Natürlich würde niemand dem Prinzip des Brundland-Berichts widersprechen wollen, nicht auf Kosten der künftigen Generationen zu leben. Um dies zu messen, wählt jedoch nicht nur die Finanzindustrie unterschiedliche Herangehensweisen. Auch jedes Individuum hat kulturell, ökonomisch oder gar religiös bedingt eine andere Vorstellung davon, was konkret nachhaltig ist und was nicht. Der Umweltaktivist hat eine andere Präferenzordnung in Bezug auf die ESG-Dimensionen als der Arbeitnehmervertreter im Aufsichtsrat eines Stahlkonzerns. Wie einwandfrei die CO2-Bilanzen der Unternehmen der Finanzindustrie aussehen, dürfte dem Arbeiter in der südafrikanischen Goldmine ziemlich gleichgültig sein, für ihn wird der Arbeitsschutz die weitaus wichtigere ESG-Komponente sein.

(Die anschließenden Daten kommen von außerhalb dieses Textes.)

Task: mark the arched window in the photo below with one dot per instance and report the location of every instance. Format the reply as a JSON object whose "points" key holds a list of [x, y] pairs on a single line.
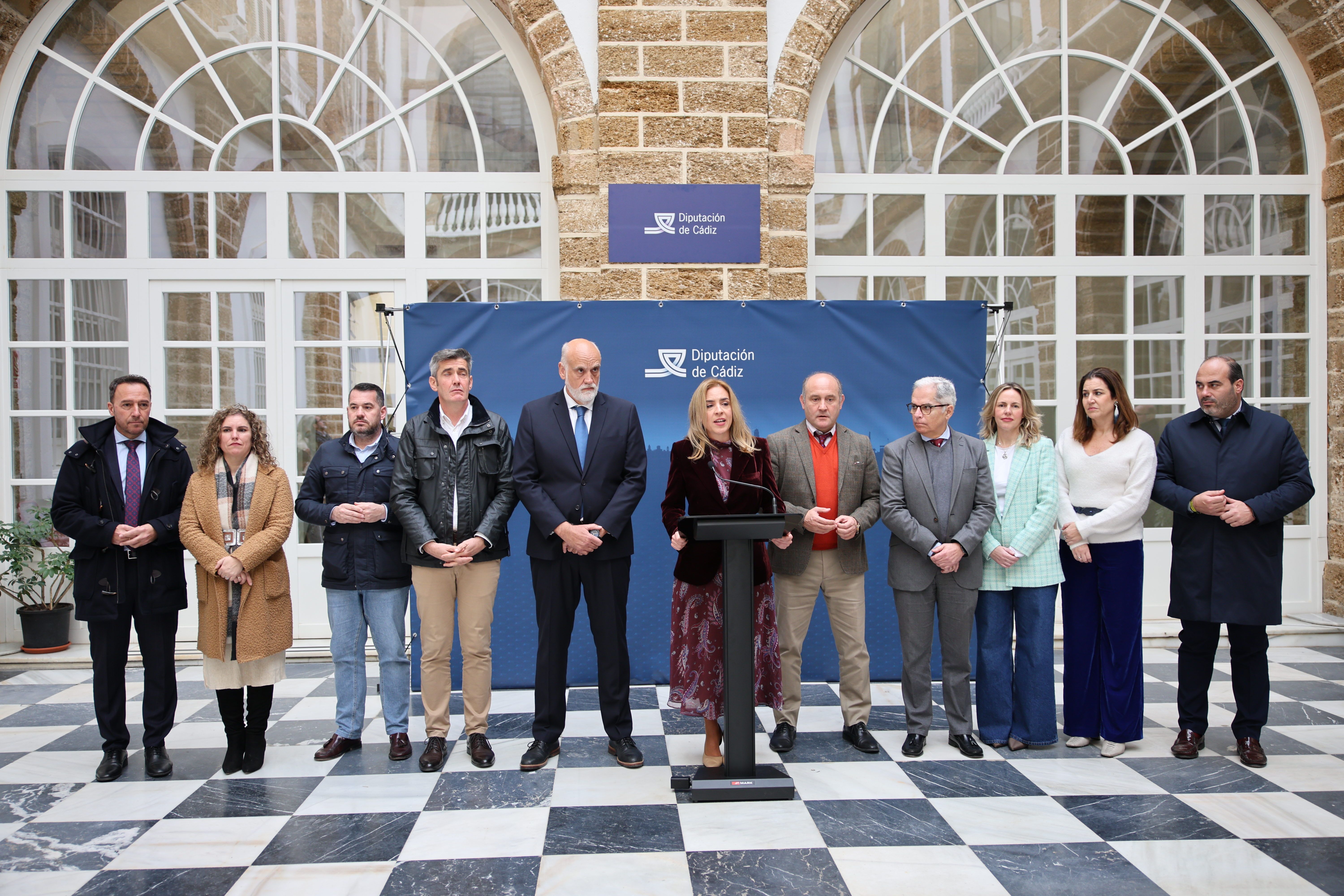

Die Antwort auf die Frage, ob es sich bei der Atomenergie um eine saubere Form der Energiegewinnung handelt, wird zwischen Deutschen und Franzosen höchstunterschiedlich ausfallen. Dass Investments in die Kohleindustrie bei einer ESG-konformen Investitionspolitik zu unterbleiben haben, ist hingegen nicht nur unter Deutschen Konsens, doch wie sieht es eigentlich mit den Banken aus, die diese Industrie finanzieren? Und müssten konsequenterweise nicht auch die meisten Versicherungen aus den Portfolien verschwinden, da sie mitunter auch die Geschäfte vieler nicht nachhaltig handelnder Firmen versichern?